Joni Mitchell is going to sing at the Grammy Awards on Sunday, the first time she’s ever performed at the ceremony, and I admit to mixed feelings. It’s great that Brandi Carlile has coaxed Mitchell into making her first public appearances in years, and I’m sure the fans will be thrilled to see her, just as they were at the 2022 Newport Folk Festival. On the other hand, it’s a little sad. Her voice is a shadow of what it once was, and I’d rather hear the classics from her prime.
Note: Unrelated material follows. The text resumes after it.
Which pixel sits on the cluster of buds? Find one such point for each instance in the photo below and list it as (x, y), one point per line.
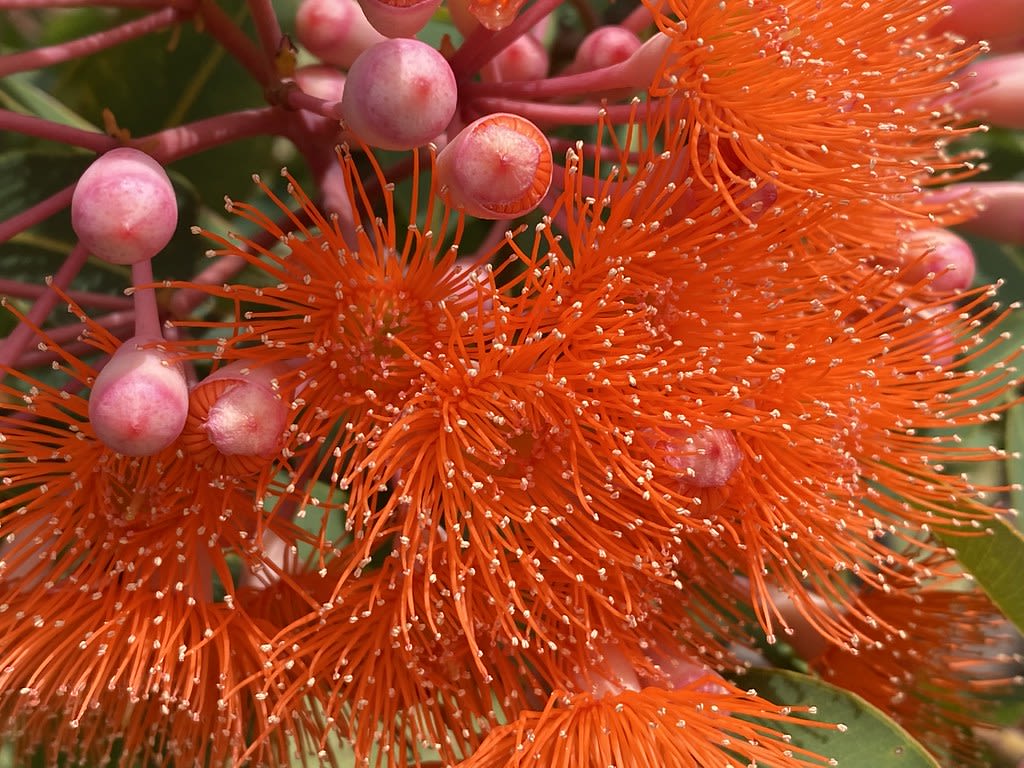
(562, 373)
Even better, here’s a performance from her prime you probably haven’t heard before. “I’m a Radio,” the title on Mitchell’s 1972 copyright, was her first Top 40 hit, written after her new label’s boss, David Geffen, told her she deserved to have a hit single. So she wrote a literal radio love song, using “you turn me on” to fuel an extended metaphor. In her early days she could do that, write lyrics that were simultaneously deep and breezy, with atmospheric melodies to match. They were a big reason she was considered among the best songwriters of the folkie generation.
Before she laid down the version that was included on 1972’s “For the Roses,” she recorded the tune with Neil Young and his backup band at the time, the Stray Gators. It has an unmistakable Neil Young flavor in its laconic opening rhythm, and the lack of production polish gives Mitchell’s voice more room to shine. This tape sat in the vaults until last fall, when it was released on “The Joni Mitchell Archives, Vol. 3: The Asylum Years (1972-1975).”
The session that produced the finished track included David Crosby and Graham Nash as well as Young, but only Nash’s harmonica made the final cut. The single reached No. 25 on the Hot 100, the first of the four Top 40 hits she had in her career.